The href attribute points to the location of the audio file. The audio/mpeg type value provides a hint for user agents about the type of file on the other end of the link. The hreflang attribute communicates the base language of the linked content. The title attribute provides more information about the linked resource, and may be displayed as a tooltip in some browsers. The element value, “A short description,” is the linked text on the page.

It’s not very likely publishers will produce more data than the functional effort of href. Title is a semi-visible attribute and therefore more likely to be included in the description, but still uncommon. It’s possible to identify audio by a given MIME type such as audio/mpeg but few sites provide the advisory hint of type in their HTML markup. Collecting a file’s MIME type requires “touching” the remote file, and will most likely return default values of popular hosting applications such as Apache or IIS, so a search engine is likely better off relying on a local list of mapped extensions and helper application behaviors.

Syndication formats

It is possible for a publisher to include more information about a file using a syndication feed combined with a specialized namespace such as the iTunes podcasting spec or Yahoo! Media RSS. A search engine may parse these feeds to gather more information about a particular audio item such as title, description, and length, which often provides a closer correlation than an audio link present on a web page.

Hosted audio

Large search engines such as Google, Yahoo!, and Microsoft have not created the same sort of hosted audio community for user-generated content as is present in images or video. Sites such as the Internet Archive host audio such as a Grateful Dead concert complete with data such as artist, title, performance date, equipment used, and audio editors.

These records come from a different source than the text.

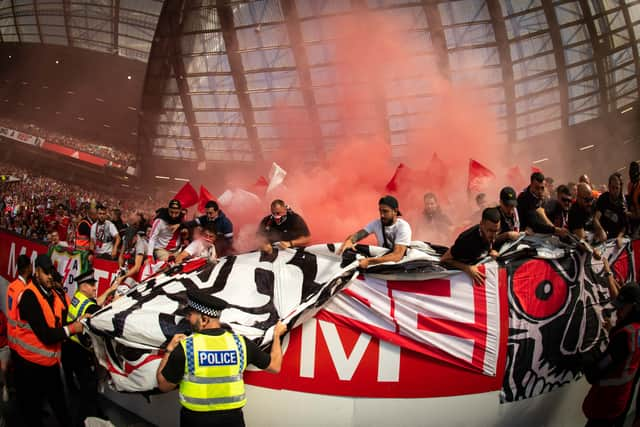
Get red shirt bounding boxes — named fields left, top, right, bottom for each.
left=0, top=310, right=9, bottom=348
left=58, top=216, right=71, bottom=241
left=43, top=214, right=56, bottom=230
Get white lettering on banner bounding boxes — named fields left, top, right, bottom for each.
left=300, top=319, right=318, bottom=378
left=378, top=340, right=400, bottom=383
left=300, top=319, right=400, bottom=382
left=325, top=274, right=486, bottom=363
left=320, top=320, right=371, bottom=381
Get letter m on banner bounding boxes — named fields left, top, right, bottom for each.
left=325, top=263, right=500, bottom=376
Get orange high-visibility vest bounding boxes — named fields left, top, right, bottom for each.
left=7, top=277, right=27, bottom=348
left=9, top=282, right=63, bottom=366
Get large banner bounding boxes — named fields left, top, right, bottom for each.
left=501, top=241, right=635, bottom=402
left=0, top=126, right=44, bottom=147
left=0, top=232, right=640, bottom=402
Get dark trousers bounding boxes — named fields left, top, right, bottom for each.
left=62, top=340, right=100, bottom=425
left=180, top=407, right=245, bottom=427
left=13, top=353, right=72, bottom=427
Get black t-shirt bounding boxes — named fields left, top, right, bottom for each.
left=518, top=187, right=555, bottom=234
left=498, top=208, right=520, bottom=234
left=544, top=199, right=569, bottom=228
left=569, top=203, right=593, bottom=233
left=451, top=225, right=491, bottom=265
left=596, top=191, right=627, bottom=239
left=258, top=211, right=310, bottom=243
left=162, top=328, right=271, bottom=384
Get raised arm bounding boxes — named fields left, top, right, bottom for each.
left=338, top=228, right=369, bottom=255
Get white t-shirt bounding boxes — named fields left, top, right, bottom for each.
left=91, top=220, right=118, bottom=255
left=364, top=218, right=411, bottom=249
left=184, top=239, right=216, bottom=260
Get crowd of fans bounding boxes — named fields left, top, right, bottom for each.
left=0, top=118, right=135, bottom=167
left=6, top=158, right=640, bottom=426
left=0, top=163, right=155, bottom=245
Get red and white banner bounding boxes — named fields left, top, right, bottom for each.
left=324, top=263, right=506, bottom=375
left=0, top=231, right=118, bottom=294
left=0, top=232, right=508, bottom=397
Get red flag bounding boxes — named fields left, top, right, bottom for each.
left=198, top=185, right=215, bottom=212
left=385, top=163, right=408, bottom=193
left=426, top=153, right=449, bottom=189
left=507, top=166, right=527, bottom=191
left=173, top=182, right=198, bottom=209
left=467, top=159, right=496, bottom=192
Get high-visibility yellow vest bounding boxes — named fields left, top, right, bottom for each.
left=67, top=291, right=96, bottom=346
left=179, top=332, right=247, bottom=412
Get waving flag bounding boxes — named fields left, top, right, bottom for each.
left=198, top=185, right=215, bottom=212
left=507, top=166, right=527, bottom=189
left=467, top=159, right=496, bottom=192
left=426, top=153, right=449, bottom=189
left=385, top=163, right=408, bottom=193
left=173, top=182, right=198, bottom=209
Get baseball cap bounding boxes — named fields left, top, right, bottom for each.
left=611, top=282, right=640, bottom=308
left=500, top=187, right=518, bottom=206
left=378, top=195, right=398, bottom=209
left=36, top=254, right=53, bottom=274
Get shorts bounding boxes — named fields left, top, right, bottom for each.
left=0, top=345, right=11, bottom=363
left=153, top=248, right=179, bottom=261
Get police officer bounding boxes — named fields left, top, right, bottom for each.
left=62, top=270, right=117, bottom=420
left=157, top=290, right=287, bottom=427
left=582, top=283, right=640, bottom=427
left=9, top=255, right=82, bottom=426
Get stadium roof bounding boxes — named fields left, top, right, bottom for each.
left=0, top=0, right=640, bottom=161
left=0, top=0, right=162, bottom=62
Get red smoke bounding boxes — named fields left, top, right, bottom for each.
left=220, top=13, right=528, bottom=250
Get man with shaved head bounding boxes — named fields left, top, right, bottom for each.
left=569, top=182, right=594, bottom=239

Apple’s GarageBand software is one example of integrated recording, compression, descriptive markup, and remote hosting.

Metadata containers

Once you reach out and “touch” the audio file the search engine can discover more description information embedded within. An ID3 tag describes the track title, artist, album, genre, and other information provided by the publisher. The metadata descriptor might contain additional information such as album art, lyrics, or descriptions specific to a specific segment of the audio file described as “chapters.” An audio metadata parser takes a look at each frame it knows how to read to extract the associated descriptive data.

ID3 tags often occur at the beginning of the file to assist streaming applications and a metadata indexer might not grab the entire audio file, opting instead to only look for data in those first bytes.

Parsing spoken word

Speech recognition has enjoyed rapid improvement over the last decade, thanks in part to the large budgets of national security indexing spoken words captured through ECHELON and other methods. Similar technology is now being applied to medical and legal transcriptions and creating more searchable content for each podcast.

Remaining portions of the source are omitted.